Josep Maria Argimon, el anterior conseller de Salud, fue uno de los abanderados del final de la obligatoriedad del uso de las mascarillas en el transporte público –último ámbito en el que se mantenía--. Los efectos de la vacuna habían reducido la peligrosidad del virus, argumento más que suficiente para que gentes de mentalidad liberal como es el caso de este médico, se inclinaran por no imponer sino por convencer de la conveniencia de su utilización.

El criterio de Argimon se ha ido imponiendo. De tal manera, que en el metro de Barcelona la megafonía no para de advertir de la obligatoriedad de cubrirse nariz y boca en el interior de los vagones, algo que cumple una ínfima parte de los viajeros, convencidos de que pese a los altavoces el asunto no va con ellos. Esa desobediencia colectiva se produce en las barbas de los agentes de seguridad de TMB, que han desistido de hacer cumplir la norma a la vista de los problemas que les genera.

Realmente, es una papeleta. No solo para los seguratas, que reciben incluso palizas por cuestiones tan banales como pedir el billete a un pasajero, sino en general para cualquiera que tenga algo que decir sobre la cuestión. Obligar y orden son palabras mal vistas en nuestros días. Por eso, cualquier epidemiólogo o investigador que sea preguntado por el tema se sale por la tangente de la voluntariedad.

Solo hay que pasar por alguna calle poco iluminada de Barcelona para comprobar qué hace la gente con las cagadas de su perro: dejarlas para el que venga detrás. Lamentablemente, en muchas cuestiones, demasiadas, no basta con la libre decisión de cada cual. Si fuera así carecerían de sentido los límites de velocidad en las carreteras y el Código Penal entero.

Convertir algo en obligatorio es una decisión difícil, pero probablemente para eso están los gobernantes. Esa dejación no es inocente, solo se aplica en cuestiones que pueden dar resultados electorales. Se puede apreciar en la vida corriente. Por ejemplo, en algo que sucede a diario en Barcelona: un ciudadano al que le dan el alta en cualquier hospital público recibe un informe sobre su salud en una sola lengua, que no es la mayoritaria de los usuarios de la sanidad pública de Cataluña; ni siquiera tiene la opción bilingüe, como señala nuestro marco constitucional; está escrito en la que impone la Generalitat, el catalán. 

Ese paciente, después de haber pasado horas o días en el centro sanitario con la mascarilla a cuestas, tomará el metro y podrá comprobar, mientras se esfuerza en entender el informe de marras, que es de los pocos que la llevan.

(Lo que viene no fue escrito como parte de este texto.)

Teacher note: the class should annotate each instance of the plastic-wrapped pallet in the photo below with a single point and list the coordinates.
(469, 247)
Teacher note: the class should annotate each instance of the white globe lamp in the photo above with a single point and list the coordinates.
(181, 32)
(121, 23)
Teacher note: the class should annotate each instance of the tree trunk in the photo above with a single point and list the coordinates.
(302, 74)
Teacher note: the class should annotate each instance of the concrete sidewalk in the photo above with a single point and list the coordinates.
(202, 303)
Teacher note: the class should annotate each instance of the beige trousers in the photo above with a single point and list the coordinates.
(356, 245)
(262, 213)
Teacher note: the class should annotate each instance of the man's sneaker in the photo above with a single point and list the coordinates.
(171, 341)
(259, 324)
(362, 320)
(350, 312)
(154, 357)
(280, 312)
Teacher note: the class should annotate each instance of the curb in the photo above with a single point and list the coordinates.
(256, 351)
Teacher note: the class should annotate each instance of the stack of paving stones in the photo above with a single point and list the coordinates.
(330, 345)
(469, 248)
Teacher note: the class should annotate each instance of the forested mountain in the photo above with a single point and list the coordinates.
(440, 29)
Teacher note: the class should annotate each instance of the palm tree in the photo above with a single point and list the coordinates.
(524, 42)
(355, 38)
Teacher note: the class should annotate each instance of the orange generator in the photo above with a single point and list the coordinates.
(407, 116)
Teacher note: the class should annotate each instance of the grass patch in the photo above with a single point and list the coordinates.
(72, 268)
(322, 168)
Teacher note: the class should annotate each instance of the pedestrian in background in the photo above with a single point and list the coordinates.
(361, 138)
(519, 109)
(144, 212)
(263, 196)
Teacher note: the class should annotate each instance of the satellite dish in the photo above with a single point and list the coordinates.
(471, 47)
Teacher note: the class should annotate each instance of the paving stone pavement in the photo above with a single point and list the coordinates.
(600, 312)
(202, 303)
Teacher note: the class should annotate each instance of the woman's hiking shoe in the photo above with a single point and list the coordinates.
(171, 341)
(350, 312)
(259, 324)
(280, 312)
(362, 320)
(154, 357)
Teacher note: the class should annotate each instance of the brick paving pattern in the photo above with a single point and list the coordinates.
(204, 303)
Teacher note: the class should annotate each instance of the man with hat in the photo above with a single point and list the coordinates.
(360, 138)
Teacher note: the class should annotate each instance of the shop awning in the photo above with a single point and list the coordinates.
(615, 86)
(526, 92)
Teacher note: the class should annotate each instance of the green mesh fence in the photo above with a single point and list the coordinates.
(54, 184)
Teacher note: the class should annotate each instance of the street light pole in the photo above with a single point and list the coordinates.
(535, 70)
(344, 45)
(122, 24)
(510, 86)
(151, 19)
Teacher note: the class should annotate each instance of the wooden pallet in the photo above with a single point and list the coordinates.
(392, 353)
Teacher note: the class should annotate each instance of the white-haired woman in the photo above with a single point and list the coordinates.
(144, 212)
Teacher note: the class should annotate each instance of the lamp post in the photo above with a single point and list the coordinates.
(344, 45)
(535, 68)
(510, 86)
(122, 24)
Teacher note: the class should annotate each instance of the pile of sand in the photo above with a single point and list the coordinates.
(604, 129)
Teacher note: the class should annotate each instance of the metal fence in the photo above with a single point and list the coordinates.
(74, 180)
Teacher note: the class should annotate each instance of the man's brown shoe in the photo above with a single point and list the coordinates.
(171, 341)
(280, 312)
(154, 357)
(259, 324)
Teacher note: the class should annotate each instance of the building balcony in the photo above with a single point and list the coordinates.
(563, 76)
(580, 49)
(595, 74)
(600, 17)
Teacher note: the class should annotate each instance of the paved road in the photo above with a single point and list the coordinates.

En el trayecto a pie hasta la parada, sobre todo en los alrededores de Sant Pau, Vall d'Hebron o el Clínic, habrá podido ver la sorprendente cantidad de gente que no recoge los excrementos de sus mascotas porque confía en que la falta de iluminación y de testigos evitará una sanción. ¡Qué harían estos amantes de los animales si embolsar las cacas no fuera obligatorio, sino solo una recomendación!

¿Por qué es tan liberal un exconseller de Salud alcaldable neoconvergente de Barcelona con las medidas de protección ante los virus respiratorios --se esperan picos de gripe y de Covid en los próximos dos meses-- y tan autoritario, sin embargo, con el idioma de los enfermos?